Maura Corey, ACE talks to The Contending about creating romance for Joanne and Noah on Netflix’s romantic comedy Nobody Wants This.
Maura Corey, ACE says when editing a romantic comedy like Netflix’s Nobody Wants This, you have to get a little crazy in your cut.
“[The love interests] steal glances at each other or stare at each other,” says Corey. “If you actually did that in real life, it would seem crazy. Why is this person staring at me?” she laughs. “But with editing, you’re creating a feeling. You’re trying to say what it feels like in your head through visual language.”
When Noah Met Joanne: Cutting Nobody Wants This Party Scene
In the pilot of Nobody Wants This, Corey quickly establishes that Kristen Bell’s Joanne and Adam Brody’s Noah are into each other through cuts to stolen glances, starting with the party scene when Joanne enters in her chinchilla coat.
“It’s all about point of view. The basic idea was to show how Noah notices her. She walks in in the wide shot, we see him in the wide shot look at her, she has banter with her friend, and then you get closer up on him, so he’s noticing her.”

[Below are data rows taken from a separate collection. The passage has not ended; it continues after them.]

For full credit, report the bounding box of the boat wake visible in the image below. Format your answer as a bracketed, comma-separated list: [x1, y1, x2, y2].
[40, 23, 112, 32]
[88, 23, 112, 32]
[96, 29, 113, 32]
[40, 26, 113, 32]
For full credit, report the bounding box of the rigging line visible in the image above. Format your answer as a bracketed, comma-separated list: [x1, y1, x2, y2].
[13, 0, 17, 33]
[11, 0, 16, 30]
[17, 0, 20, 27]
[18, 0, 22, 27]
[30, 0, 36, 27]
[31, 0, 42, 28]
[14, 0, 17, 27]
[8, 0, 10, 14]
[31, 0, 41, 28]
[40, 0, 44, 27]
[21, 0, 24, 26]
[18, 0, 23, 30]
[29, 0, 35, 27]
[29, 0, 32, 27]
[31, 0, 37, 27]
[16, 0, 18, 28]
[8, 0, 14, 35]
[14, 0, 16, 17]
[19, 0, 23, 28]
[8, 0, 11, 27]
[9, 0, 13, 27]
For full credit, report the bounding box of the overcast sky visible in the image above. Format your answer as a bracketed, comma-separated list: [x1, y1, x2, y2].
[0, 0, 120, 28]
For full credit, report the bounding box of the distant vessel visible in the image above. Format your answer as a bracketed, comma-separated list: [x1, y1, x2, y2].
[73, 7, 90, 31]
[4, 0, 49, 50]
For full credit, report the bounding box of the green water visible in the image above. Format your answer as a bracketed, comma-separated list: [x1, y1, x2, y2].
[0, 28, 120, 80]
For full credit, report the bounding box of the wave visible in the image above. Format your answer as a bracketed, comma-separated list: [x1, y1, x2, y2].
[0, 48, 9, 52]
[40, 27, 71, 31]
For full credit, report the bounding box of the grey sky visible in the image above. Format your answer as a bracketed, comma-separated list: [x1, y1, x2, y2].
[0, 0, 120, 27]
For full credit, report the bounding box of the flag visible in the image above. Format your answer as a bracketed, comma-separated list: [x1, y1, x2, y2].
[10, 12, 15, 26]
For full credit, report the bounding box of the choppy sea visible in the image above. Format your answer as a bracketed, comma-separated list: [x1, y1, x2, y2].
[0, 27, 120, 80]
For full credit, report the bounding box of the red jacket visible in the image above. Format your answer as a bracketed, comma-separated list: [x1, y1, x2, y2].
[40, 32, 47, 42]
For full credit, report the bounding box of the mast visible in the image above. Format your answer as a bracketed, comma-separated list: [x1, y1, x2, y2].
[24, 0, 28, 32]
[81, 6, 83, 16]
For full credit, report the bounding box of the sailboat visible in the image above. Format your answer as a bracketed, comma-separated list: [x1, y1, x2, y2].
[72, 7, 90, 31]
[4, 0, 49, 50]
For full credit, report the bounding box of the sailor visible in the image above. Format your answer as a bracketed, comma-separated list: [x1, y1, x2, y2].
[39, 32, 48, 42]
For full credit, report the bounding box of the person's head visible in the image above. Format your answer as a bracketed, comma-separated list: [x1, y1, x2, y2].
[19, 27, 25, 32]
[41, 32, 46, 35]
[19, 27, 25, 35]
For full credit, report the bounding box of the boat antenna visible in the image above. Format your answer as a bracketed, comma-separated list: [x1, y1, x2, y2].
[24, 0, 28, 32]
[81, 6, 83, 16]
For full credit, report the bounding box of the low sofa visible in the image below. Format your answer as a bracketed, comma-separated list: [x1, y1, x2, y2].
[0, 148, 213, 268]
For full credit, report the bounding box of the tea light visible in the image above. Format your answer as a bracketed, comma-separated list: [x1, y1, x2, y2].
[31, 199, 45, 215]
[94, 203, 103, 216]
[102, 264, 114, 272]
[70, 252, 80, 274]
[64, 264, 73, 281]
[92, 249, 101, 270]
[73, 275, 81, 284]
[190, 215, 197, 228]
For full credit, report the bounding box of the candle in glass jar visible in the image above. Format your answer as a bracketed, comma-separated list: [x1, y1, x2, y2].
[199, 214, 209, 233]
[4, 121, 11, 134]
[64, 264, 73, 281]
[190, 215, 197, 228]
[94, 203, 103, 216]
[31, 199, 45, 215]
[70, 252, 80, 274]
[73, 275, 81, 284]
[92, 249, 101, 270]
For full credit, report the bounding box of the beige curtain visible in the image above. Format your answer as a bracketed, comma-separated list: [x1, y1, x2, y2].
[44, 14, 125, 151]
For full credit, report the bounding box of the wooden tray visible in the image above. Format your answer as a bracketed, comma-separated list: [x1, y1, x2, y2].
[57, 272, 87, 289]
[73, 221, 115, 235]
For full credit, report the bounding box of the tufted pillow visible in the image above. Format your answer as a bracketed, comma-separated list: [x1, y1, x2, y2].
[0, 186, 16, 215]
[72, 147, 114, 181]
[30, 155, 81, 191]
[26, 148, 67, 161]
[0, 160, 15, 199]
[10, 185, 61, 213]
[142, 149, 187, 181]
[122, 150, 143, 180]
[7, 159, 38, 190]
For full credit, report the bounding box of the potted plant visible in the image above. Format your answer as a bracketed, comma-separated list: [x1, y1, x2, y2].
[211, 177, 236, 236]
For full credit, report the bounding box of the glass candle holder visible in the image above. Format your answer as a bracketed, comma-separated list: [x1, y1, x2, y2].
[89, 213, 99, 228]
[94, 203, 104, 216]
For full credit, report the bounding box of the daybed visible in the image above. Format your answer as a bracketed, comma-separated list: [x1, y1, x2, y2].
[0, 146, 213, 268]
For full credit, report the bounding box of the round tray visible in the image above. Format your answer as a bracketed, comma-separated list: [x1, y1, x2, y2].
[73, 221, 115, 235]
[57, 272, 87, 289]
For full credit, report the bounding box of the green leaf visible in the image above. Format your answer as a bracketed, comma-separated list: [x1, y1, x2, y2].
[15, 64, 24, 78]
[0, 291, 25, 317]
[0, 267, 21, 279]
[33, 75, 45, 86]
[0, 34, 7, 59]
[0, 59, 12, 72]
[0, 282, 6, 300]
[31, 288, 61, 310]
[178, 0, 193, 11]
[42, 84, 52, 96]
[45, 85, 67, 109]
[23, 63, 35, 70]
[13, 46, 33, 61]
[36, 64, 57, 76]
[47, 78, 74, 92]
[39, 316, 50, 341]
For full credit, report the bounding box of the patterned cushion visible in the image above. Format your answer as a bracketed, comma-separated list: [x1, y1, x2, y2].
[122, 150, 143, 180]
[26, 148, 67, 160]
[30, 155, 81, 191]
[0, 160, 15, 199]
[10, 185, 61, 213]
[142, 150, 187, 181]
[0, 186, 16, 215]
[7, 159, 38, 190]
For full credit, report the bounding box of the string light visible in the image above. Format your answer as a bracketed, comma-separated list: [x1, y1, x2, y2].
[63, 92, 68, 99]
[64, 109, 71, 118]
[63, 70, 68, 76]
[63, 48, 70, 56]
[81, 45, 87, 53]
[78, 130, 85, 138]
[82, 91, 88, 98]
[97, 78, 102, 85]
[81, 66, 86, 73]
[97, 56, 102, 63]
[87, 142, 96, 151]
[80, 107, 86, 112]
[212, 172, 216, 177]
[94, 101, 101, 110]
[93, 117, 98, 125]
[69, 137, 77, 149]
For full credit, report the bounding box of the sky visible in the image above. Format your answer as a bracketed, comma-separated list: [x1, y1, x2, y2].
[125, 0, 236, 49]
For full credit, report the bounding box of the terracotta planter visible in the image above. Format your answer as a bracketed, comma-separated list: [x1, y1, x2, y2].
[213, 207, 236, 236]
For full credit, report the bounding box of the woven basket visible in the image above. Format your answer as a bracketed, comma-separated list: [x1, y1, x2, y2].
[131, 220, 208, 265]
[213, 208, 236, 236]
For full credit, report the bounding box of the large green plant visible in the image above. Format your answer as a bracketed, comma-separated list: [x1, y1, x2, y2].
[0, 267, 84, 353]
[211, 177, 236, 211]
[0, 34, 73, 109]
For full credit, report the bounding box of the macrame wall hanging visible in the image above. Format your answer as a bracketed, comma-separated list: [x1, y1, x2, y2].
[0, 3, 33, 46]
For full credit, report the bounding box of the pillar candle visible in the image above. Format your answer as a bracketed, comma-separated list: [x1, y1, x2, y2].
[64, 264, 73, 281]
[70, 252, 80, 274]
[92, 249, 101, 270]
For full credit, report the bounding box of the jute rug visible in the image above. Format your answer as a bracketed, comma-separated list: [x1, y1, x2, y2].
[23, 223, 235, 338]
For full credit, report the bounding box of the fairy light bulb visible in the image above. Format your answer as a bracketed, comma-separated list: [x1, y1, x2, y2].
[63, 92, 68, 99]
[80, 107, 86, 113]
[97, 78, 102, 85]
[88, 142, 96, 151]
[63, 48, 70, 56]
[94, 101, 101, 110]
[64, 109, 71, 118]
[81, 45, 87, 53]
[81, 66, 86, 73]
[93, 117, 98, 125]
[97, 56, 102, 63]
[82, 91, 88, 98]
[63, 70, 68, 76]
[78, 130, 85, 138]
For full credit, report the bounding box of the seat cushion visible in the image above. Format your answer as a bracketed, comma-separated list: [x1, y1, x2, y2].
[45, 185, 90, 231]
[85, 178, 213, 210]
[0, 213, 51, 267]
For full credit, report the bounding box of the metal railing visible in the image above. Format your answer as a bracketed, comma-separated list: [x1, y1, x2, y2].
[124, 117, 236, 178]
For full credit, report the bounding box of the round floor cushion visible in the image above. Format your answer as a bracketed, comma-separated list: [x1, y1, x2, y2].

During that meet cute, Noah fumbles with the wine bottle (something Corey says was not scripted and that Brody and Bell just went with!), and it soon pivots to Joanne’s point of view.
“You smash cut into the party scene, and she’s having a conversation about three ways. It was intentional that I cut to him at certain points where he’s noticing how interesting she is, and then he leans in, and the way our director Greg Mottola framed this, you’re close in on Ashley (Sherry Cola) and Noah and you see Joanne through them. The way it’s framed is directly related to his point of view of her.”
Corey ping-pongs back and forth between Joanne and Noah’s points of view throughout the dinner scene, leading up to when she discovers the real rabbi of the party.
“We have this wide shot, everybody’s turned to Noah, but she’s turned to who she thinks is the rabbi. We worked on that to make sure it landed. Kristen knows how to do comedy so well! He says, ‘Hot?’ And she goes, ‘Kinda.’ I don’t think that was in the script. I think she just did that! There was a lot of leeway for them to react to situations, and it was organic.”
Falling in Love to the Soundtrack of Haim
Corey says the montage of the two thinking about each other set to Haim’s “Now I’m In It” (fun fact: Este Haim serves as the music supervisor on the series!) was a perfect marriage, “very LA, female-forward, and romantic.”
“When we put it up against picture, I thought, oh my god, this is so cute! Her smelling the jacket. The way we edited the music was to make sure the lyrics came at the right point. It ends with him lighting the match to the candle for his service. It was very purposeful on how we put it together.”
Of course, you can’t have a rom-com meet cute without a happy ending. And while we’ll see what Nobody Wants This Season 2 has in store for the couple, the first episode’s final scene truly captures that feeling of slowly falling in love with someone, when Joanne enters the synagogue in red, standing out within the congregation.
“It’s opening the door to a larger world for her. It was important to show how she was affected by his words and how they connected to what he’d gone through. We know that as an audience, but we see her learn it. I think that’s what makes the sparks fly even bigger because you’re seeing it through Joanne’s point of view and falling in love alongside her.”
Nobody Wants This is streaming on Netflix.